Richard Laver pointed out to me on the phone that the invariant subspace
problem for Hilbert space is a very simple example of Boolean relation
theory.

Let V = the set of linear operators on Hilbert space H. Let K be the set of
closed subspaces of H.

The invariant subspace problem asserts that

*for all f in V there exists A in K such that fA containedin A and A not= H.*

This is Boolean relation theory. To write the invariant subspace problem as
equational Boolean relation theory, let K' be the set of proper closed
subspaces of Hilbert space. The invariant subspace problem asserts that

**for all f in V there exists A in K such that fA containedin A.**

**********

SOME UNDERGRADUATE EXERCISES IN BOOLEAN RELATION THEORY

Let us now look at the situation with regard to all functions from a set E
into E, and the nonempty proper subsets of E.

THEOREM 1. The statement "for all f:E into E there exists a nonempty proper
subset A of E such that fA containedin A" holds if and only if E is
infinite.

THEOREM 2. The statement "for all multivariate f from E into E there exists
a nonempty proper subset A of E such that fA containedin A" holds if and
only if E is uncountable.

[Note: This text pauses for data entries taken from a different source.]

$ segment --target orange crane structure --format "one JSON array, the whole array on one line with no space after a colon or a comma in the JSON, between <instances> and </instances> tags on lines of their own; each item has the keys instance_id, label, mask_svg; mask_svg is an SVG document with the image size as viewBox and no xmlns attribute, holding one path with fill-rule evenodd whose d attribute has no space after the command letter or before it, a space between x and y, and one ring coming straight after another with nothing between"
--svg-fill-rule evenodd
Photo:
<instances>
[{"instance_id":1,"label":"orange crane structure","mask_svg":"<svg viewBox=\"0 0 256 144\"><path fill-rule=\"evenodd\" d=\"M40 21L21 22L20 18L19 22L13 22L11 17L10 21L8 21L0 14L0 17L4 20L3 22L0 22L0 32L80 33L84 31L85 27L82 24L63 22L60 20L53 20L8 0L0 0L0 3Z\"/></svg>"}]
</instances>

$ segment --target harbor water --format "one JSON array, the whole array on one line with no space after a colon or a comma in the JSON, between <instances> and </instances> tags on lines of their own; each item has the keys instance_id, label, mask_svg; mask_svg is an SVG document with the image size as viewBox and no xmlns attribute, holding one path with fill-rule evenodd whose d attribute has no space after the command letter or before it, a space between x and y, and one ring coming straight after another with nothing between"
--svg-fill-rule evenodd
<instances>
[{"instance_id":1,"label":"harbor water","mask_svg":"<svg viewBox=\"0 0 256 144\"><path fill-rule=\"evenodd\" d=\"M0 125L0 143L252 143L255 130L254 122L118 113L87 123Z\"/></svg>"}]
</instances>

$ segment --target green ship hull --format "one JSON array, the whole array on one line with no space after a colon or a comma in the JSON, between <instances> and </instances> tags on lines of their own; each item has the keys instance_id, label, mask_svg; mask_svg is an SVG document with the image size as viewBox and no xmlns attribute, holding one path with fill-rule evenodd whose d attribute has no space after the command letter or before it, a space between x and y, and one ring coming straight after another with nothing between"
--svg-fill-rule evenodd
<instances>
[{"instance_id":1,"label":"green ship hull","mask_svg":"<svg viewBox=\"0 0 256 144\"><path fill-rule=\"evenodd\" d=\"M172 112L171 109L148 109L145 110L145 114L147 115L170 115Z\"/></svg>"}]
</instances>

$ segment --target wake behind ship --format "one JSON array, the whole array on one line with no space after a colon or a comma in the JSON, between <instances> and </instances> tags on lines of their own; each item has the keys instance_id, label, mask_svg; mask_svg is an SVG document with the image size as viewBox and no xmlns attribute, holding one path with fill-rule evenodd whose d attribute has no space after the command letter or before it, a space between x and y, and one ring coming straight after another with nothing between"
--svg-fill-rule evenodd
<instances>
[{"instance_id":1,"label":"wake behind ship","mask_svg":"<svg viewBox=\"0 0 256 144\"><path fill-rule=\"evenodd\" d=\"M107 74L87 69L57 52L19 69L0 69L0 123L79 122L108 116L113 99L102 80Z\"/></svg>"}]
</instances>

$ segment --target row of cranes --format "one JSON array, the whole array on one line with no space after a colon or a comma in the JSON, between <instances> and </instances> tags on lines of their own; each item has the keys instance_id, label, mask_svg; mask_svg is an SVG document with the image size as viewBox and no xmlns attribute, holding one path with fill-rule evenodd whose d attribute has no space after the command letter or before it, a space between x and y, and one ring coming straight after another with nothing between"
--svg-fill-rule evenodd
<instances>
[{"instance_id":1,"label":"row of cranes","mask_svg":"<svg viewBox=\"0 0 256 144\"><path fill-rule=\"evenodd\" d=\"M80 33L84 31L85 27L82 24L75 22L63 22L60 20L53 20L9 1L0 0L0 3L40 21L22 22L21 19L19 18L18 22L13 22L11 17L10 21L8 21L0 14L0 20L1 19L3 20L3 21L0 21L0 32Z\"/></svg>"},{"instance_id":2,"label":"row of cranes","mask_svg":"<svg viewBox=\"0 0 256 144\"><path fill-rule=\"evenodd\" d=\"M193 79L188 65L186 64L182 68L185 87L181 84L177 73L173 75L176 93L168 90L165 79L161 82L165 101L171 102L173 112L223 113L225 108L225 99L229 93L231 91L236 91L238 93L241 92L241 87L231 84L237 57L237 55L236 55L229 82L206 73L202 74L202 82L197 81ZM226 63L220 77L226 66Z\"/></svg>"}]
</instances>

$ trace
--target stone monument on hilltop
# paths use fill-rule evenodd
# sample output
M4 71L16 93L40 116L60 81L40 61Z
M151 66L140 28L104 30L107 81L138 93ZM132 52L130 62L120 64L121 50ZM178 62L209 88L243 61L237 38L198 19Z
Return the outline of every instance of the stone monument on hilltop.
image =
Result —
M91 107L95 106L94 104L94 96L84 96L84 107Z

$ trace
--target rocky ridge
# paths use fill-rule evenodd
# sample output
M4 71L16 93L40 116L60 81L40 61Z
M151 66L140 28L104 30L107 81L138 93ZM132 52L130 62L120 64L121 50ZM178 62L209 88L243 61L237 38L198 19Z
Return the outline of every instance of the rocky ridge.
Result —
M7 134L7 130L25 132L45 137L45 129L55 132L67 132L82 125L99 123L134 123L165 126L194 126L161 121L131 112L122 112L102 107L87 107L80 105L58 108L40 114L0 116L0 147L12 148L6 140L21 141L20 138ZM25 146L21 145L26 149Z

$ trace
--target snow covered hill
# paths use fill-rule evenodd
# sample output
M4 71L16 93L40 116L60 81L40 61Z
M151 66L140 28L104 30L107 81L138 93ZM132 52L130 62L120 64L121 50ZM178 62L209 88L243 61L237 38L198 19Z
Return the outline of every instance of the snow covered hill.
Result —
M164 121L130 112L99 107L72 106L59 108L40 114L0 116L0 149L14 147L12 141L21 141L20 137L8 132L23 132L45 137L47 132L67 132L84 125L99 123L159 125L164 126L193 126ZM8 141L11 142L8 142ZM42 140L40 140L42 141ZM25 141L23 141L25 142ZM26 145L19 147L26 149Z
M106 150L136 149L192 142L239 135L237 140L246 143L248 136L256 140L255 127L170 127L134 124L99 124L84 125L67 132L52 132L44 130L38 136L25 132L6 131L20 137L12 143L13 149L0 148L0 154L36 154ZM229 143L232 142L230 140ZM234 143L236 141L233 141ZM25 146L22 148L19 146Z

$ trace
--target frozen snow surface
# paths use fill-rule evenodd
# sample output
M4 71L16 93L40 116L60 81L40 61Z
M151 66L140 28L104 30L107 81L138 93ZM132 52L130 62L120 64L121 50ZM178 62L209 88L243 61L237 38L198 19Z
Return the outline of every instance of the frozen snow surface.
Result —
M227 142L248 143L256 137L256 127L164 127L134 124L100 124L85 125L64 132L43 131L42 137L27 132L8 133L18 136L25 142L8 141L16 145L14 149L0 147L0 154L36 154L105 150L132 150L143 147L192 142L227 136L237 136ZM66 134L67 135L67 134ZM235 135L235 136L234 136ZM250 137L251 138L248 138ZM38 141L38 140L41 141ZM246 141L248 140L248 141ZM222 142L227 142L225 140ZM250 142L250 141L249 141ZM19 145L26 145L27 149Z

The same claim is true if "multivariate" is
replaced by "binary."

THEOREM 3. The statement "for all f:E into E there exists a proper subset A
of E of the same cardinality as E such that fA containedin A" is true if
and only if E is uncountable.

THEOREM 4. The statement "for all f:E^2 into E there exists a proper subset
A of E of the same cardinality as E such that fA containedin A" is true if
and only if "for all multivariate functions f from E into E there exists a
proper subset A of the same cardinality as E such that fA containedin A" is
true if and only if the cardinaliity of E is a Jonsson cardinal.

NOTE: It is well known that Jonsson cardinals are of cofinality omega or
weakly inaccessible. Ramsey cardinals and measurable cardinals are Jonsson
cardinals. If V = L then there are no Jonsson cardinals. There are many
results and open problems concerning Jonsson cardinals.